Due avvertenze a chi, versato a voler capire e ragionare, si addentra in questa complessa fatica di Papini.
La prima è sul mito. Ripensi alla sua capacità di attrazione delle masse, cosa che vale per i politici e spiega fin la nascita dei totalitarismi del Novecento: la Storia qualcosa dovrebbe insegnarci. Ma la verità del mito attiene anche alla capacità di avvicinarsi a «ciò che sta sopra», attiene all'estasi artistica, poetica, mistica: filosofia e poesia due vette di conoscenza con la poesia sulla più alta.
L'altra avvertenza riguarda il modernismo, la sua riscoperta attraverso i saggi della Società citata con l'invito di Papini a riflettere sulla «straordinaria qualità di certe indagini e di talune analisi correttive». E Massé ci si presenta con l'affermazione che «gli esegeti sono considerati storici e uomini di scienza, ma sono teologi e la teologia è l'arte di prendere e far prendere lucciole per lanterne».

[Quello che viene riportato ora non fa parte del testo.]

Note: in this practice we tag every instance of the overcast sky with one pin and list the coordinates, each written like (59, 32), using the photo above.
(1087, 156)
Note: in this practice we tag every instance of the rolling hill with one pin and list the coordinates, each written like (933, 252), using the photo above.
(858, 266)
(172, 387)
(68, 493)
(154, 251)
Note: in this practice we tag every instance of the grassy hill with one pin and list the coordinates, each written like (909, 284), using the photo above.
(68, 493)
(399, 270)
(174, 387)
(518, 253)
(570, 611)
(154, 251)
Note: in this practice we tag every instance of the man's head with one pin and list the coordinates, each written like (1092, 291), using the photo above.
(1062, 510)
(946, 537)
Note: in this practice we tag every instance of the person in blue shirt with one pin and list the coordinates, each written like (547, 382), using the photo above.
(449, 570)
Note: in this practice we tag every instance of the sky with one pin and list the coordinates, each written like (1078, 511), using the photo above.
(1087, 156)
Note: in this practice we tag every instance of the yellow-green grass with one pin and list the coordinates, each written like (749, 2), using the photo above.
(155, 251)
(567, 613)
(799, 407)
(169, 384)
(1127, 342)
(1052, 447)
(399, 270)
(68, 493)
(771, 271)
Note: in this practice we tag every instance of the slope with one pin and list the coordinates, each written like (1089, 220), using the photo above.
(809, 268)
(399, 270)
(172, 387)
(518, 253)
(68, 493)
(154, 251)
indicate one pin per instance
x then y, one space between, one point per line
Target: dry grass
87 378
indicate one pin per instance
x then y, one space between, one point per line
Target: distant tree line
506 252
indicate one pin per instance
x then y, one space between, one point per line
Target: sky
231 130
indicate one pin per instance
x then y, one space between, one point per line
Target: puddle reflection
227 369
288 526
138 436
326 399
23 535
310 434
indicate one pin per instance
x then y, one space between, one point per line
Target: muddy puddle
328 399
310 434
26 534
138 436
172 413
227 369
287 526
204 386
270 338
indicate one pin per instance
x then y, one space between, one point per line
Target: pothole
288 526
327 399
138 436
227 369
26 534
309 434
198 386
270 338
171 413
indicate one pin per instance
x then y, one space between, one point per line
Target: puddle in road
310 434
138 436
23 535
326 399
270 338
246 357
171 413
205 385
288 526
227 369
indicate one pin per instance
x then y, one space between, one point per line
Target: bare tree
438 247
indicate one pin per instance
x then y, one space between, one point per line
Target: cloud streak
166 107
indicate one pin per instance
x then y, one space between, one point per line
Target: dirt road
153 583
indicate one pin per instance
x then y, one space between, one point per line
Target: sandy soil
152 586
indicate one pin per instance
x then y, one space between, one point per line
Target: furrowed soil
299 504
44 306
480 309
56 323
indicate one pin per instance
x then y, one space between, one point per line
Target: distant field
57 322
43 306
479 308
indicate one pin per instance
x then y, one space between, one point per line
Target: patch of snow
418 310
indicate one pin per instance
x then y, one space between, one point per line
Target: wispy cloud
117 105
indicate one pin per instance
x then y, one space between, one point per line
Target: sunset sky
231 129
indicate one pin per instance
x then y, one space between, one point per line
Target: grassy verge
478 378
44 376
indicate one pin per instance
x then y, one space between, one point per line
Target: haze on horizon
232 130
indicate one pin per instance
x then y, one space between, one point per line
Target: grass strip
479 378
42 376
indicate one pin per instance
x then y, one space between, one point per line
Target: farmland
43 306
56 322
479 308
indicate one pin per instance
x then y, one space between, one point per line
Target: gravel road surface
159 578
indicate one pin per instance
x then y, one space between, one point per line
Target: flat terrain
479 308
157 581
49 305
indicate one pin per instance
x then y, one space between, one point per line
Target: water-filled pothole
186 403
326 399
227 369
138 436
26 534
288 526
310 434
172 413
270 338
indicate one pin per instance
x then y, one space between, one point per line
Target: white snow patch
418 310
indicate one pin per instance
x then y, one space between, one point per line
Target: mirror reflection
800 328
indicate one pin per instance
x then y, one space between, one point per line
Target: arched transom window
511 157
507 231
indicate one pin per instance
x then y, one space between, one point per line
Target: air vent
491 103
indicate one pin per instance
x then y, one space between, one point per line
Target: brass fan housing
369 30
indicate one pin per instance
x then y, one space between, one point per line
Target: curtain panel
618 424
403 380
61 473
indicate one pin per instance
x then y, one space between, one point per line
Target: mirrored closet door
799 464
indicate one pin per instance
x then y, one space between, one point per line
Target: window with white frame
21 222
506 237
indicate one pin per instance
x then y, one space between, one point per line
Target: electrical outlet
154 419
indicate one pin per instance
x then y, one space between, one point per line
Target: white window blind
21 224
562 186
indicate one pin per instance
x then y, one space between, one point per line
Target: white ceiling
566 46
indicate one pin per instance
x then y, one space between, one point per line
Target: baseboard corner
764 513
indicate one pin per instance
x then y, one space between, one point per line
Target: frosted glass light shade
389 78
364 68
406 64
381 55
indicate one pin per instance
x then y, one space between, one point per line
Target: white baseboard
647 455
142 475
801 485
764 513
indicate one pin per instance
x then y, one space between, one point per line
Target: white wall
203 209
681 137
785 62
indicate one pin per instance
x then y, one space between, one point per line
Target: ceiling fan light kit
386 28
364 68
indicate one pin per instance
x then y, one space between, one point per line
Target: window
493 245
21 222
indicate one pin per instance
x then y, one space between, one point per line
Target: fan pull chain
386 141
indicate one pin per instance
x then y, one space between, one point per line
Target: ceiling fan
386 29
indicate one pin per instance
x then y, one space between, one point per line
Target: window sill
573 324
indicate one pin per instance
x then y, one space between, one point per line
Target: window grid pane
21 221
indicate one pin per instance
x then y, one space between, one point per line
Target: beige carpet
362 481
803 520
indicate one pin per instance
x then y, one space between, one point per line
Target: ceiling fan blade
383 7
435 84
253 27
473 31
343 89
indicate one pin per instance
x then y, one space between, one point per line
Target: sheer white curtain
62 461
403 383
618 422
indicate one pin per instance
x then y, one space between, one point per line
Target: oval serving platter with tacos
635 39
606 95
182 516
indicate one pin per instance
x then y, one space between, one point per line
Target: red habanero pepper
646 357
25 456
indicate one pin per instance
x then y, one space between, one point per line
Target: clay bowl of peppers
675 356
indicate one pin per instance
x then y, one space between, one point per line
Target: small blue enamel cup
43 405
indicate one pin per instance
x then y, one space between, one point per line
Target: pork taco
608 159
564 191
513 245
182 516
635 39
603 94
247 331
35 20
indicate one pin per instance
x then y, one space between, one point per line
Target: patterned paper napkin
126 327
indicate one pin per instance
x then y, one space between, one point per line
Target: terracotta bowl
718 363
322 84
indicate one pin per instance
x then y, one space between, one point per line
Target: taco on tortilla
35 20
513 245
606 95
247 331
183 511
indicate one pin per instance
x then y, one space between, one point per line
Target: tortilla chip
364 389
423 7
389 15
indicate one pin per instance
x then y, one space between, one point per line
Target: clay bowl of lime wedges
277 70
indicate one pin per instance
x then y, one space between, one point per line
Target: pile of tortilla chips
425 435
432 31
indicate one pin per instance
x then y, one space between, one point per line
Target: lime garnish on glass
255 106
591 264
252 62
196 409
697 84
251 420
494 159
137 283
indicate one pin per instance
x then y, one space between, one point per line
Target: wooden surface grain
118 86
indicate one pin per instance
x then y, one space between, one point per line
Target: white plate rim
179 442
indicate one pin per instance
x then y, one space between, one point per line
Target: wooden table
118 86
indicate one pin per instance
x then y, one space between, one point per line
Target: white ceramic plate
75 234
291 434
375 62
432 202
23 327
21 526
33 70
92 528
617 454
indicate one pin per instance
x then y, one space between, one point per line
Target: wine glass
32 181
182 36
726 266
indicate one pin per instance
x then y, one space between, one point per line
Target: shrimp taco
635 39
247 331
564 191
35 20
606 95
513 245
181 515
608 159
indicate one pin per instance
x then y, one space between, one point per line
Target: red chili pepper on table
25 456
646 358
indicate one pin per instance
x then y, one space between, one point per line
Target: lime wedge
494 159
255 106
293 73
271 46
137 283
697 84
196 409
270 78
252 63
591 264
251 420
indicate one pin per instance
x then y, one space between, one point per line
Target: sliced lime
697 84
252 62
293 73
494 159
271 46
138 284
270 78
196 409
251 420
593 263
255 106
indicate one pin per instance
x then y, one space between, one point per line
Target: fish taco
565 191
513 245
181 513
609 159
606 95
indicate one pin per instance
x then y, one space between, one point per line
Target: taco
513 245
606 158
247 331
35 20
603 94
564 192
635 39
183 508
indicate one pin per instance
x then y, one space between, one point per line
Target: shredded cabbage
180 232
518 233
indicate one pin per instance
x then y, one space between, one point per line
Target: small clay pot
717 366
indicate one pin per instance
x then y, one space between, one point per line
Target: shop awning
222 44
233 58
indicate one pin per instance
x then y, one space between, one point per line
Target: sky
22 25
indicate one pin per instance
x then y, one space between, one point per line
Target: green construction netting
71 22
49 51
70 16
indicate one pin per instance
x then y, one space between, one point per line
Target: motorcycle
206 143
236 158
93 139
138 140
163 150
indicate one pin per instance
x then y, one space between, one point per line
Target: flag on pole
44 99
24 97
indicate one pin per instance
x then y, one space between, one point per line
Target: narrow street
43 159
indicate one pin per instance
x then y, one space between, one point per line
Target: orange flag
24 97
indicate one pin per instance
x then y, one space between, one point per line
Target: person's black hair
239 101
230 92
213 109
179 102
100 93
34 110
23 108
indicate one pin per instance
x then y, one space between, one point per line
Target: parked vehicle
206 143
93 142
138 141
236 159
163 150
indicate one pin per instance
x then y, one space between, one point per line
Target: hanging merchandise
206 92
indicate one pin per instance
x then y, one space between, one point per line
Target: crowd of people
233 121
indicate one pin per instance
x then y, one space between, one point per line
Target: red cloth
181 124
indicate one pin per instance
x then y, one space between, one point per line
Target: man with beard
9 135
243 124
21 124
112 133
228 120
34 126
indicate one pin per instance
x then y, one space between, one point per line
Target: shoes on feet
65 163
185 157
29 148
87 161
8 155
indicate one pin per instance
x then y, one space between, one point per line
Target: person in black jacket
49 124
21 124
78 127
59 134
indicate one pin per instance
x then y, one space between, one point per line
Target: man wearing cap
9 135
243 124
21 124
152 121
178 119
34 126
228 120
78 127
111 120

Al riguardo, in aiuto al lettore, ho chiesto la testimonianza di Piero Vassallo, già docente della Facoltà Teologica del Nord Italia. Risposta: «Occorre distinguere la teologia (esercizio della ragione sul contenuto della rivelazione accolta dalla fede) dalla teodicea (dimostrazione dell'esistenza e "giustificazione" di Dio). All'inizio del XX secolo l'irruzione devastante dell'eresia modernista diede fiato alle trombe, trombette e tromboni dell'orchestra laicista, di qui la denigrazione sistematica dei teologi e dei filosofi di scuola cristina. Si diceva: «Dopo Kant non si può dimostare l'esistenza di Dio causa prima del mondo». Oggi la filosofia moderna si è rintanata nel suolo nichilista (intendo la filosofia neognostica e neolibertina dei francofortesi). Kant è oggetto di una sparuta pattuglia di studiosi che vivono fuori della realtà. I discorsi di Massé sono suoni d'oltretomba, reperti archeologici. I cattolici, smaltita la sbornia pseudo-ecumentica prendono coscienza dell'incrollabile verità della teodicea (l'opera di Cornelio Fabro è uno scoglio su cui s'infrangono pensieri postmoderni e ultramoderni). La fede, virtù teologale, grazie all'enciclica Fides et ratio, riprende quota, il resto è spettacolo della Tv anacronistica e stantia di un Augias».
Per Kant suggerisco di Virgilio Melchiorre «Analogia e analisi trascendentale.

Linee per una nuova lettura di Kant».